The pilot formally launched on Sept. 1, with an initial group of 50 faculty participants. Approximately half of the initial requests for access were to simply learn how generative AI works. More specific use cases included researching various topics, writing assistance, feedback summarization, and advanced problem-solving, particularly in STEM fields.

“These technologies are only as good as the creativity of the use cases we envision for them”, said Anand. “The range of ideas is already interesting, even in these early days. They cover use cases such as aggregating anonymized reading summaries from different students into one that reflects their diverse opinions, using LLMs to enhance critical thinking and ideation skills, using them as interactive teaching tools or personalized tutors, refining assessments and quizzes, and enhancing course outline or teaching plans for classes.”

John H. Shaw, vice provost for research, also highlighted the “very positive impact” of the sandbox in the University working group on generative AI in Research & Scholarship. “[The sandbox will] inform and enable University recommendations on effective ways to use generative AI to advance our research activities across so many fields.”

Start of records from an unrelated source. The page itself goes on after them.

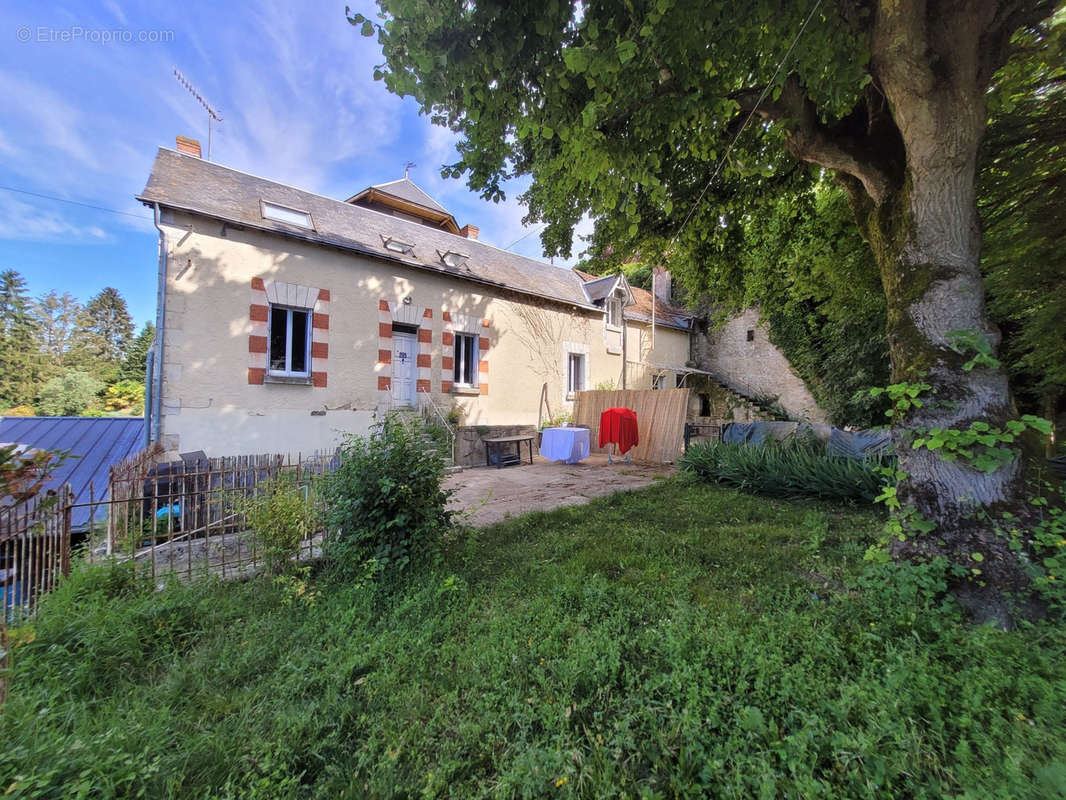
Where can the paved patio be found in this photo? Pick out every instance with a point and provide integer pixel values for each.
(488, 495)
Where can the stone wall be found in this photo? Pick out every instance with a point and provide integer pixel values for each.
(741, 354)
(470, 441)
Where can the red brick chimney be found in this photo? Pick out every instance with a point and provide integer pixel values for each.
(189, 146)
(663, 284)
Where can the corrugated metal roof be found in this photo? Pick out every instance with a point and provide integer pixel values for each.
(190, 184)
(98, 442)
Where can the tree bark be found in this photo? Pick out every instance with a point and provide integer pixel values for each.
(911, 185)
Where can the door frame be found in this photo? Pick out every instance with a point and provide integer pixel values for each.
(413, 360)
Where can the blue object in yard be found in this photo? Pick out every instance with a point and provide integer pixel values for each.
(167, 510)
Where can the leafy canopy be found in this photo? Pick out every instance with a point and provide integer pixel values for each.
(618, 110)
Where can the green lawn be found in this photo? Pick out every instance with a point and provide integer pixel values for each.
(684, 640)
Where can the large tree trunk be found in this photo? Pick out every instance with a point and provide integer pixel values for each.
(925, 235)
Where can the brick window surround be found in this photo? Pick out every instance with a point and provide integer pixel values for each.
(316, 300)
(455, 323)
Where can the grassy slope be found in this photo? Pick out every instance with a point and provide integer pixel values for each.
(679, 641)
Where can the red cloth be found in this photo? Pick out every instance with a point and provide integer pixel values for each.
(619, 426)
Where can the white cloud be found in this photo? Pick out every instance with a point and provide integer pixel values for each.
(21, 221)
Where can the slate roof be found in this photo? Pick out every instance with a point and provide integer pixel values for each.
(99, 442)
(190, 184)
(407, 190)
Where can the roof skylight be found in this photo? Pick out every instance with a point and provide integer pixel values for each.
(286, 214)
(396, 245)
(451, 258)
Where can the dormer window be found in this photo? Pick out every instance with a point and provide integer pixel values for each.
(451, 258)
(286, 214)
(396, 245)
(613, 312)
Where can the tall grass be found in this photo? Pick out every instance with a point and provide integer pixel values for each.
(682, 641)
(797, 467)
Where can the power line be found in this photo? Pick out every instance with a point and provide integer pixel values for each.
(74, 203)
(527, 234)
(762, 96)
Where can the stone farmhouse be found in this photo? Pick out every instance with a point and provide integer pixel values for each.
(287, 319)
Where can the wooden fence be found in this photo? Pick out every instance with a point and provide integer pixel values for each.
(660, 419)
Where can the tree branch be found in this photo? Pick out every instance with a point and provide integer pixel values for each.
(842, 148)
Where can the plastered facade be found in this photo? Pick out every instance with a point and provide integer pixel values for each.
(216, 397)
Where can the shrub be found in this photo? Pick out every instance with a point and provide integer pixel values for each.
(791, 468)
(280, 515)
(19, 411)
(125, 396)
(68, 395)
(385, 501)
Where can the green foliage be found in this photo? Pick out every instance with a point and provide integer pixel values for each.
(281, 515)
(903, 396)
(385, 501)
(103, 334)
(25, 473)
(983, 447)
(789, 468)
(18, 341)
(57, 316)
(69, 395)
(1043, 541)
(973, 342)
(126, 396)
(1021, 184)
(136, 356)
(563, 654)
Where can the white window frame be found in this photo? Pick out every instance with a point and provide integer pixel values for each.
(280, 214)
(612, 316)
(458, 357)
(578, 370)
(288, 372)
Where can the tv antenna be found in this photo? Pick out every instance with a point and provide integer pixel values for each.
(211, 113)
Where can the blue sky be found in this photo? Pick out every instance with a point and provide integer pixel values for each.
(83, 117)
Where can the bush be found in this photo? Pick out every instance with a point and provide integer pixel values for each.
(791, 468)
(280, 515)
(19, 411)
(126, 396)
(385, 502)
(68, 395)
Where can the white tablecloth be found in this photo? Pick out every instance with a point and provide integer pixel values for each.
(565, 444)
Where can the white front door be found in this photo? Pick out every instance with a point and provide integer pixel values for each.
(404, 368)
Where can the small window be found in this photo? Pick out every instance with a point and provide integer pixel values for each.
(396, 245)
(465, 372)
(290, 336)
(614, 313)
(451, 258)
(575, 372)
(289, 216)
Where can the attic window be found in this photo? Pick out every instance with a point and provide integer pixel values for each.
(396, 245)
(451, 258)
(286, 214)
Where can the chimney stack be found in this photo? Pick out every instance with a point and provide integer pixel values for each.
(663, 282)
(189, 146)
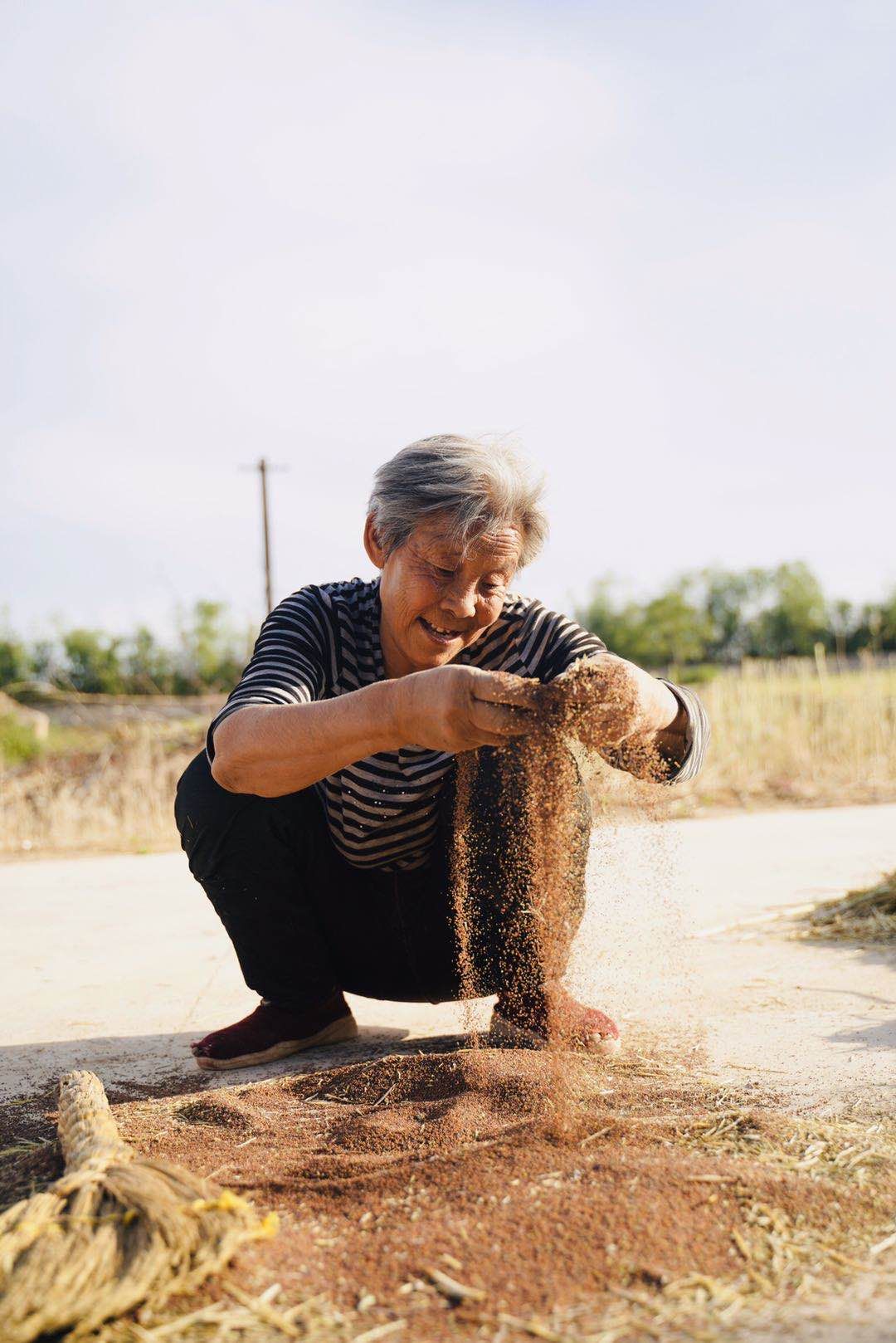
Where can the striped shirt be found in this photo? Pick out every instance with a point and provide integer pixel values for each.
(325, 641)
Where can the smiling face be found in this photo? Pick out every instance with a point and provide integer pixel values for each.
(436, 599)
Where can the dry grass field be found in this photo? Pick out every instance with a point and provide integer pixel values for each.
(782, 736)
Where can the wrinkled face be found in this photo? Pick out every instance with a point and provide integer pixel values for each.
(437, 601)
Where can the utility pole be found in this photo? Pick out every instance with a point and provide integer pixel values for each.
(262, 471)
(264, 466)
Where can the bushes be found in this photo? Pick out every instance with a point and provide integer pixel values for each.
(723, 617)
(207, 654)
(17, 741)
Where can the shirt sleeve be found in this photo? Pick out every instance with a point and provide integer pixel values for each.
(696, 736)
(553, 642)
(293, 660)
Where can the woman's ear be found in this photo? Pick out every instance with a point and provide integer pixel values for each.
(375, 551)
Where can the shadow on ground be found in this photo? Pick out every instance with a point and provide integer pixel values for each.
(141, 1067)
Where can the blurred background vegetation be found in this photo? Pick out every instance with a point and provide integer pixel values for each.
(702, 621)
(95, 727)
(207, 654)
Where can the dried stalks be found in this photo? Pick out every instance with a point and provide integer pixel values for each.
(859, 916)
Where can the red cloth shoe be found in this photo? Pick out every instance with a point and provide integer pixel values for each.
(271, 1032)
(523, 1019)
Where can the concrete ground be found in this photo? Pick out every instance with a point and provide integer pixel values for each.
(117, 963)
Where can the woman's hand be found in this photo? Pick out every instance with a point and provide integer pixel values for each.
(458, 708)
(620, 703)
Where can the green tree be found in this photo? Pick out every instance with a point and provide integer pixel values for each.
(14, 661)
(149, 667)
(731, 599)
(210, 654)
(618, 625)
(674, 630)
(796, 617)
(91, 662)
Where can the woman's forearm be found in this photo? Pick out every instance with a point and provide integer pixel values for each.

“It’s an exciting time,” added Bottis. “Our job is to provide the tools and expertise to support this innovative work — and the sandbox is our first product in this area.”

Some limitations emerged, including vendor rate restrictions necessitating a phased rollout. And some pilot participants highlighted the tendency for LLMs to “hallucinate”: providing confident, plausible-sounding outputs that are nonetheless false, emphasizing the need for discerning use.

In addition to the sandbox, the University will also pursue enterprise agreements with commercial vendors. “In many cases,” said Bradshaw, “consumer generative AI tools with appropriate privacy and security protections may be a more suitable choice. We’re continuing to negotiate with vendors to be able to offer a broader range of tools, and exploring tools where AI is embedded as part of the feature set.”

Jelinkova expects that the University will expand access to the sandbox in the fall semester based on use cases. “By documenting use cases and outcomes, we can use this pilot to inform our broader strategy. Our goal is to learn, and then make that learning visible to faculty and staff leaders across the University who are thinking about how to chart a path forward.”

“This journey promises to be interesting,” said Anand. “And we’re only in the first inning.”